WASHINGTON — U.S. Undersecretary of State John Bolton came under fire from U.S. lawmakers yesterday for continued delays in implementing a U.S.-Russian effort to eliminate almost 70 tons of weapon-grade plutonium, enough to make thousands of nuclear weapons (see GSN, May 10).
In the late 1990s, the United States and Russia each agreed to eliminate 34 tons of plutonium, but the effort has been effectively stalled by a dispute over liability protection in the event of an accident or act of sabotage at a Russian facility. In previous threat-reduction agreements, which seek to help Russia eliminate or secure former Soviet WMD stockpiles and materials, Moscow agreed to accept liability in the event of an act of sabotage or accident in exchange for foreign aid. Regarding the plutonium disposition effort, however, Russia has taken the position that if a U.S. contractor is involved in an incident, then either it or the United States should be held responsible.
According to reports, the Bush administration is divided as to how to resolve the debate, with the Defense and State departments seeking more rigorous liability protections, while the Energy Department is satisfied with a less stringent approach.
During a Senate Foreign Relations Committee hearing yesterday, lawmakers criticized the lack of progress in resolving the dispute.
“Why a program of this much global importance should be blocked by something as basic as liability remains beyond me. I’ve been amazed that the leadership of the United States and Russia cannot resolve this issue. Failure to resolve this issue is simply not consistent with the urgency that the administration has attached to nuclear proliferation,” Senator Pete Domenici (R-N.M.) said in testifying before the committee.
Bolton is the State Department’s top nonproliferation official, and Domenici questioned his effectiveness in resolving the dispute.
“I submit that Mr. John Bolton, who has been assigned to negotiate this, has a very heavy responsibility. And I hate to say that I am not sure to this point that he’s up to it,” Domenici said. “If he doesn’t think it’s important enough to solve, this issue of liability, then I submit that you ought to get somebody that can,” Domenici added.
Bolton told the committee that one of the issues delaying the resolution of the liability dispute is Russia’s lack of progress in ratifying an “umbrella” agreement used to establish the U.S. Cooperative Threat Reduction program. That agreement, which was agreed to by the Russian State Duma in the early 1990s, contained what Bolton said was a “blanket exemption” from liability for all activities funded through the CTR program. The agreement expired in 1999, at which point it was signed again by both the United States and Russia, but it has yet to be ratified by the Russian State Duma, the lower house of the Russian Parliament.
According to Bolton, the United States is concerned that accepting a lesser liability standard for plutonium disposition before the umbrella CTR agreement is approved may affect the liability standard used in CTR projects. While the Russian government agreed to submit the CTR umbrella agreement for ratification after the recent elections, it has yet to do so, Bolton said. If the agreement were submitted it would likely be approved, he added.

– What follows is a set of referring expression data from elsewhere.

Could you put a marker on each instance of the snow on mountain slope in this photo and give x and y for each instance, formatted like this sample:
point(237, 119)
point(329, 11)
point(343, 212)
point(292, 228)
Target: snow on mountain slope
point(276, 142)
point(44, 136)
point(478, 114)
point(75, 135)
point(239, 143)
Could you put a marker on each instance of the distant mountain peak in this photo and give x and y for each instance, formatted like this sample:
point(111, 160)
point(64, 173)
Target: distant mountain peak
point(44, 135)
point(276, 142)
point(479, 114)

“We feel that the ratification of the CTR umbrella agreement is critical, because whatever liability provisions are worked out on other programs — and it’s not inevitable that the CTR liability provisions would apply — but it is critical that we not undercut or weaken the liability provisions we have under CTR,” Bolton said.
The Bush administration is “committed” to resolving the dispute, Bolton told the committee, adding that progress is being made on the design and regulatory approval of facilities to convert the plutonium into mixed-oxide fuel.
Senator Joseph Biden (Del.), the top Democrat on the Foreign Relations Committee, said that more needed to be done at the presidential level to resolve the dispute. The Bush administration should use the possibility of progress in other issues important to Russia, Biden said, as “leverage” in moving forward on the liability dispute.
“The president has got to pick up the phone, get on the line, and find out whether [Russian President Vladimir] Putin is going to keep his commitments, and whether you guys, what I would suggest you be doing, is figuring out whatever leverage points we have with Putin. There’s a lot of things he wants and needs right now,” Biden told Bolton during the hearing.